While the +145k Payroll gain is smaller than consensus, it still above the near-110k pace consistent with a steady Unemployment Rate.  While the headline Unemployment Rate was steady at 3.5%, it actually slipped to 3.50% from 3.54% in November. 

The Payroll composition shows mostly smaller gains than in November, which is not surprising given the latter's out-sized 256k Payroll jump (even taking account of the 44k returning GM strikers).  Most interestingly, Construction Jobs jumped 20k m/m in December, but not because of construction of new residential homes.  The gain was mostly in nonresidential, which suggests this component of the sector may have ended its recent downtrend -- important in the big picture question whether business investment will speed up.  In contrast, the 12k drop in Manufacturing Jobs suggests business investment is still weak.  The jobs drop was accounted for by declines in Primary Metals, Fabricated Metals and Machinery.  Some of these declines, however, may have been in anticipation of the stoppage of the Boeing 737 Max production beginning in January.

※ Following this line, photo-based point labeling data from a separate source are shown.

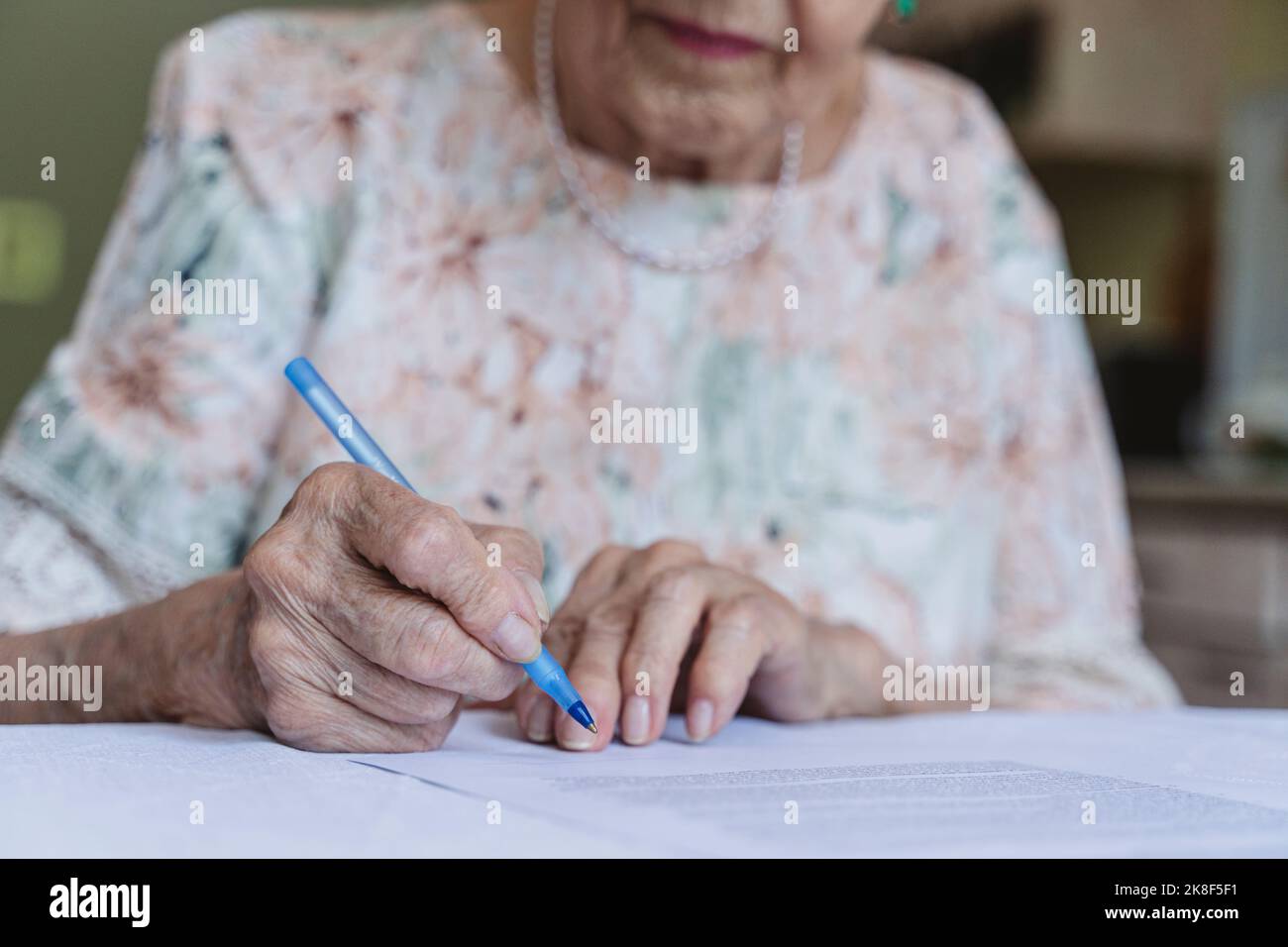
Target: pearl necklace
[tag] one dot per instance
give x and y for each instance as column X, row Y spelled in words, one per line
column 608, row 227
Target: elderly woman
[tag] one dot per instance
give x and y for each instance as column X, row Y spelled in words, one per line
column 507, row 232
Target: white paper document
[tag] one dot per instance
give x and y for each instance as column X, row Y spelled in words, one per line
column 1181, row 783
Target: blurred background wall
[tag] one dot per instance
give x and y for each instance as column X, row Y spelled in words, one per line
column 1132, row 142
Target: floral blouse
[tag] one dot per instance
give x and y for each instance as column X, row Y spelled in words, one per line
column 885, row 431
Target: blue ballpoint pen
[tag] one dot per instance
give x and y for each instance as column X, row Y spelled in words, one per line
column 545, row 672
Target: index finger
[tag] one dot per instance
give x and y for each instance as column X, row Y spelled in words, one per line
column 428, row 547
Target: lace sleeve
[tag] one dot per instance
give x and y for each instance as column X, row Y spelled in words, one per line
column 50, row 575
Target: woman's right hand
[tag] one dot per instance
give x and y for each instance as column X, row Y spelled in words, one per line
column 372, row 612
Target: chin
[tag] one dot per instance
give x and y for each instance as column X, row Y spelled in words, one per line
column 698, row 120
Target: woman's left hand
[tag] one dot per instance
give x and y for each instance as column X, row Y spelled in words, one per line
column 649, row 630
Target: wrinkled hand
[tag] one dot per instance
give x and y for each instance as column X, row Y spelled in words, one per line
column 649, row 629
column 372, row 612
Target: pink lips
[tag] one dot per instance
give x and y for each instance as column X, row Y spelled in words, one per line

The Boeing shutdown should weigh noticeably on Q120 Real GDP Growth.  But, Total Hours Worked still look decent going into the quarter.  THW in December are 0.5% (annualized) above the Q419 average.  With modest gains in the next 3 months, THW in Q120 could easily match the 1.1% (q/q, saar) increase in Q419.

Meanwhile, wage inflation so far remains in check.  While calendar considerations could be behind the below-consensus 0.1% m/m increase in December Average Hourly Earnings, it is still a noteworthy sign the tighter labor market is not putting heavy pressure on labor costs.  The y/y fell to 2.9% from 3.1% in November.  It is well below the 3.3% in 2018.  The latter reflected in part a wave of minimum wage hikes.  With another wave happening in 2020, wage inflation could pick up in coming months.